I grew up on a street that provided access to the cemetery in my town,
They called the street Pleasant to make it seem nice and quiet,
I imagine a name like Cemetery Lane wouldn’t have had the same renown,
And if it was called Death Road, the town parade might’ve turned into a riot.
But Pleasant Street wasn’t always peaceful, there were fights, funerals and speeding cars,
We lost more than one beloved housepet over the years to drivers not paying attention,
And there were dog attacks, rivalries and acts of bullying that left lasting scars,
As well as forms of cruelty beyond levels of above-average comprehension.
So I learned to be tough because in my house you needed a thick skin,
And yet I didn’t want to grow up to be cold, bitter, angry, hateful or afraid,
So I left Pleasant Street, while still carrying some of those feelings deep within,
And ridding myself of that pain has been something of a lifelong crusade.

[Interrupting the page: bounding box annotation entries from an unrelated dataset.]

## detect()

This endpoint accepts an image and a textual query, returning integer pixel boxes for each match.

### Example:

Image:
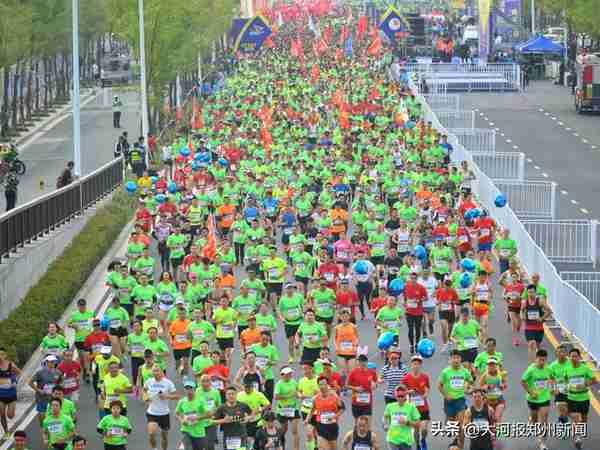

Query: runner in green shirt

[277,283,304,364]
[521,349,554,448]
[96,400,131,448]
[175,380,210,448]
[383,384,421,449]
[42,398,75,449]
[438,350,473,420]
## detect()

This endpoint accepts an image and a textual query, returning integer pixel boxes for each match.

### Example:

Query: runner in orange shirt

[169,309,192,376]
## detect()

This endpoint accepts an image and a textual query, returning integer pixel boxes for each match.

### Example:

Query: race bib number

[225,437,242,450]
[319,412,335,425]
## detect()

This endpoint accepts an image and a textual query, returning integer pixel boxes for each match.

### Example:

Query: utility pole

[71,0,81,177]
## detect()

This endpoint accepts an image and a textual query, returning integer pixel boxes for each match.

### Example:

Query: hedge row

[0,191,135,367]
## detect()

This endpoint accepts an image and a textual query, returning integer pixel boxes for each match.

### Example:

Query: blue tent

[515,36,564,55]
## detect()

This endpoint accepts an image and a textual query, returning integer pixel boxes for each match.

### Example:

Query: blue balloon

[125,181,137,194]
[388,278,404,297]
[354,259,369,275]
[377,331,396,350]
[460,272,473,289]
[415,244,427,261]
[465,208,481,220]
[462,258,475,272]
[100,316,110,331]
[494,194,506,208]
[417,338,435,358]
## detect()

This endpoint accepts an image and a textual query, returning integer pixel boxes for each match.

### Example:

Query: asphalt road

[461,81,600,223]
[18,253,600,450]
[0,88,140,212]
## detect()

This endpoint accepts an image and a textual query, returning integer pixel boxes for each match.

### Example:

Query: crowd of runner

[0,8,596,450]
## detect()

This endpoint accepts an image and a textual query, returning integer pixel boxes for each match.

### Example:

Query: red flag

[356,16,369,39]
[202,213,217,261]
[367,36,383,56]
[310,64,321,84]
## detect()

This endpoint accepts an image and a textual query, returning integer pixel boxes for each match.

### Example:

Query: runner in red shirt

[317,256,340,291]
[402,355,431,448]
[57,349,81,403]
[404,272,427,354]
[335,279,358,323]
[475,211,496,252]
[346,355,377,424]
[435,278,458,352]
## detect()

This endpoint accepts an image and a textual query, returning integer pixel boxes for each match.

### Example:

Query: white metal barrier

[523,219,598,263]
[423,94,460,111]
[435,110,475,129]
[472,151,525,181]
[493,179,557,219]
[560,272,600,309]
[450,127,496,153]
[415,78,600,361]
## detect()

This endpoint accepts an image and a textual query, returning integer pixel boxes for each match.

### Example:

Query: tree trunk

[0,65,10,137]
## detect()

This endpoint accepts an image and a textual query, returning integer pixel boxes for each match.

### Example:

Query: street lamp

[72,0,81,177]
[138,0,150,167]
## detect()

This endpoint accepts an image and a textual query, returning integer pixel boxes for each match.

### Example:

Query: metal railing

[523,219,598,263]
[0,158,124,259]
[493,179,557,219]
[472,151,525,181]
[418,80,600,361]
[435,110,475,129]
[560,271,600,309]
[423,94,460,111]
[450,127,496,153]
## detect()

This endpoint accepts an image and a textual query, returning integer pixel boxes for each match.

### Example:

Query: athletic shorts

[316,422,340,441]
[108,327,129,337]
[459,348,477,364]
[527,400,550,411]
[173,348,191,361]
[525,330,544,344]
[567,400,590,416]
[146,414,171,431]
[444,397,467,417]
[283,323,300,339]
[265,283,283,297]
[217,338,234,350]
[439,311,456,323]
[352,405,373,419]
[554,394,568,403]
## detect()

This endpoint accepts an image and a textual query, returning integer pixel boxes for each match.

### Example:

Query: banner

[234,16,273,53]
[479,0,492,62]
[379,6,410,43]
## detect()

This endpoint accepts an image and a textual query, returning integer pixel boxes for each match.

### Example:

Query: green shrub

[0,191,135,367]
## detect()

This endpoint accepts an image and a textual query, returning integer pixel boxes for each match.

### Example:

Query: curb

[0,204,135,436]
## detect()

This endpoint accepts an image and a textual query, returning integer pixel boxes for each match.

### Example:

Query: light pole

Who else but such a one as that would do a weekly podcast about Balance and Growth,
Trying to come to terms with the unpleasantness that can sometimes bubble forth,
But I don’t just want to pretend to be Pleasant, which can come off as fake and forced both,
I try to find real reasons to actually feel and be Pleasant letting Happy be my True North.
Used to be that behind my smiling mask was a face of pure vengeance and hot fury,
I couldn’t fight all the Mean People at once, so I sat brooding, plotting their eventual demise,
Someday, I vowed, when least they expected it, I would be their executioner, judge and jury,
And then I’d laugh, and bury them so deep that no one would ever catch wise.
But the further I got from Pleasant Street, the more I could let those bad old feelings go,
And as I did I realized that underneath all that darkness there was light,
I remembered the days long before bullies ever came into my life and brought me low,
Back when people arguing who could claim to be my best friend was the only fight.
I was Pleasant and Happy, and what I once was, I was sure I could be again,
I just had to strip away all the old bad habits, aggression and grudges I was holding on to,
Not for anyone else, but for myself, I needed to decide there and then
That I would aim for Balance and Growth in all that I say and do.
It took me a minute, and it’s not smooth sailing always even now,
I’ve had to suffer through heartbreak and tragedy, near death experiences and loss,
But even when I get stressed I still find causes to smile and you want to know how?
I remember that Happy comes from within, and knowing that makes me my own boss.